I compiled j2kit (both x86 and x64 version) with Intel compiler 10.1.020 using the same compiler switches with LINKAGE=static, MULTITHREADING=omp with and without defining TIMING.
Without TIMING, it takes ~1,500 ms for 3328 x 4992 BMP to get compressed into jp2 using default compression ratio (command line: j2kit -i test.bmp -o test.jp2). I measured the elapsed time using stopwatch, repeated the test three times and picked the fastest run.
With TIMING=1, it takes ~4,100 ms for the same image. That is 2.5x slowdown!!! Note that I have checked LINKAGE (static .vs. dynamic) and it doesn't matter, only TIMING is affecting the result.
What would be the reason for such a huge performance drop considering that the timing code is called only twice, once at the beginning of encode/decode and once at the end?
Should I perhaps cross-post this to the Intel Compiler forum (perhaps the Timer.h interferes with code optimization)?
Or is that perhaps just ippGetCpuFreqMhz() wasting ~2,500 ms at startup in order to (incorrectly) determine actual CPU frequency and somehow (again incorrectly) adding to the running time of the timed application?
Do you try to measure JPEG decoding performance at which system? Do you try to measure its performance in multithreading environment? The JPEG2000 sample actually provides the timing feature and here is an example to illustrate howto measure JPEG2000 decoding/encoding performance in mulitthreaded system:
step 1: >build32 icl10 dynamic omp timing ( Intel Compiler and OpenMP enabling for measuring timing)
step 2: set OMP_NUM_THREADS=1
step 3: JPEG2000 encoding: j2kit.exe -i ole0.bmp -o ole0.jp2 -linf-
repeat several times and average the time.
step 4: set OMP_NUM_THREADS=2
step 5: repeat step 3 several times
Get comparison data from 1thread to 2 threads for J2K encoding
step 6: set OMP_NUM_THREADS=1
step 7: JPEG2000 decoding performance: j2kit.exe -i ole0.jp2 -o tmp.bmp -linf-
step 8: set OMP_NUM_THREADS=2
step 9" repeat step 7 several times
Get comparison data from 1thread to 2 threads for J2K decoding.

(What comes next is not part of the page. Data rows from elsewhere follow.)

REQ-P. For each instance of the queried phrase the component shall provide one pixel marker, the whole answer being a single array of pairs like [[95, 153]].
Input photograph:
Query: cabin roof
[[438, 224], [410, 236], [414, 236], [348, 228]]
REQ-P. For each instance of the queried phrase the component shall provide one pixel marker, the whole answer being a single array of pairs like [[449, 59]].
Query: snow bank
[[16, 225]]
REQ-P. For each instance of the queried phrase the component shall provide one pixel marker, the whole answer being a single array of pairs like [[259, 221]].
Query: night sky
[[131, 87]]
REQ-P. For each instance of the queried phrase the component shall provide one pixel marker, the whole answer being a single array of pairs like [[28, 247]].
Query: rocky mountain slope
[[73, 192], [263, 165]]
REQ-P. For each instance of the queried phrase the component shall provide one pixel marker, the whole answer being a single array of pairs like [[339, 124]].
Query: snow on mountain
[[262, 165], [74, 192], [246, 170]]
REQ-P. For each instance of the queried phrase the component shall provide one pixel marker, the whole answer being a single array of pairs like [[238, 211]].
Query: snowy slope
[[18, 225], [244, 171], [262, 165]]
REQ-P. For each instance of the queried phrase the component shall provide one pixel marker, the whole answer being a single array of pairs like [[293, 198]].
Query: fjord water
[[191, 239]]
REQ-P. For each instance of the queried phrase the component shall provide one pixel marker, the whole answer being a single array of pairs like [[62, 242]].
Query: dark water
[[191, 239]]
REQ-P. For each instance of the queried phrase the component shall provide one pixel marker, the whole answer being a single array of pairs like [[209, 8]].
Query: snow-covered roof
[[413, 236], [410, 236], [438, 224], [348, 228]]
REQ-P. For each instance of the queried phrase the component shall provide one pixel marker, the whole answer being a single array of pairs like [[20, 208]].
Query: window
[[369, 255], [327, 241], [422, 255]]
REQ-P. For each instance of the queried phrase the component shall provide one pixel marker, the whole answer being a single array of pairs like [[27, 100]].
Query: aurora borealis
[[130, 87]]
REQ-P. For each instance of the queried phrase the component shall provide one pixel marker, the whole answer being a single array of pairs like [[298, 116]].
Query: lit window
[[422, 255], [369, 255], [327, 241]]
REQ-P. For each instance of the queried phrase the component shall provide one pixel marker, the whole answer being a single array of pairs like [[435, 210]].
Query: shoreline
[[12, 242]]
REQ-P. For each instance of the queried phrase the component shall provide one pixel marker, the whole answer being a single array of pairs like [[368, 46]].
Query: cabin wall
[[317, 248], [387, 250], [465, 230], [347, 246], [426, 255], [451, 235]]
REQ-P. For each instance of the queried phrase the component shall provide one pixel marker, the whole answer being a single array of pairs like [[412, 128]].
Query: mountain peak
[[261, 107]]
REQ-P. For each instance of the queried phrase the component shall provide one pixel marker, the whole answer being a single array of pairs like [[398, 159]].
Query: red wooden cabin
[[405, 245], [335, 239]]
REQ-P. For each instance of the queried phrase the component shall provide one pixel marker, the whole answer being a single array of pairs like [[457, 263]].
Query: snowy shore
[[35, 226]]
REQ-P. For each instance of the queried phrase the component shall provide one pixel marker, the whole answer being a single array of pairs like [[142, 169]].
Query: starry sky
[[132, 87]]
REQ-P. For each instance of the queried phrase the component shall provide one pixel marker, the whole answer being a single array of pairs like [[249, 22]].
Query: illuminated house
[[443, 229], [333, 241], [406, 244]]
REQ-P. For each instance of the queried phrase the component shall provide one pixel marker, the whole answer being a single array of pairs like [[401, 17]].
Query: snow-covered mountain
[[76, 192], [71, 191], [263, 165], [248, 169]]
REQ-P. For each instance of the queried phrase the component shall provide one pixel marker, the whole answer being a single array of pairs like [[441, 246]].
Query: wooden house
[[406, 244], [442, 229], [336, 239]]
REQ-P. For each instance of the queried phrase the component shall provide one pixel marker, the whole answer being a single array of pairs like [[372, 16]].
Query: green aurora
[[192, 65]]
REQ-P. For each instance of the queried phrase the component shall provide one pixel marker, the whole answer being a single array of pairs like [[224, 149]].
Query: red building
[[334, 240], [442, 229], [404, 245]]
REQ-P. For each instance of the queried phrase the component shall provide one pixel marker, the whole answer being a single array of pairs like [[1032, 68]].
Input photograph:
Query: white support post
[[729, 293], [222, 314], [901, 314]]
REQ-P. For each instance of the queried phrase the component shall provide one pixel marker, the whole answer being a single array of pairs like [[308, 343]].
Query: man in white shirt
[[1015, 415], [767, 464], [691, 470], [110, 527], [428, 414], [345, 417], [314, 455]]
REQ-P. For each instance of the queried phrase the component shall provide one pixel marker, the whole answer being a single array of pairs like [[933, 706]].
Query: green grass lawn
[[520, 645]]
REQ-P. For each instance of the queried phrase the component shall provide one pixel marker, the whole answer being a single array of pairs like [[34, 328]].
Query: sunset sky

If you still observer slow perofrmance, please contact us by submitting an issue in Intel Premier Support with including the image data and detailed system configuration.
I did not try to measure JPEG decoding performance, only JPEG2000 encoding.
As I wrote in my post above, I did test multi-threading performance. My full hardware configuration is listed here.
I am well aware that "JPEG2000 sample actually provides the timing feature" — for some reason that timing feature is exactly the cause of the decoding slowdown I have reported.
Please read my first post more carefully so I don't have to repeat myself.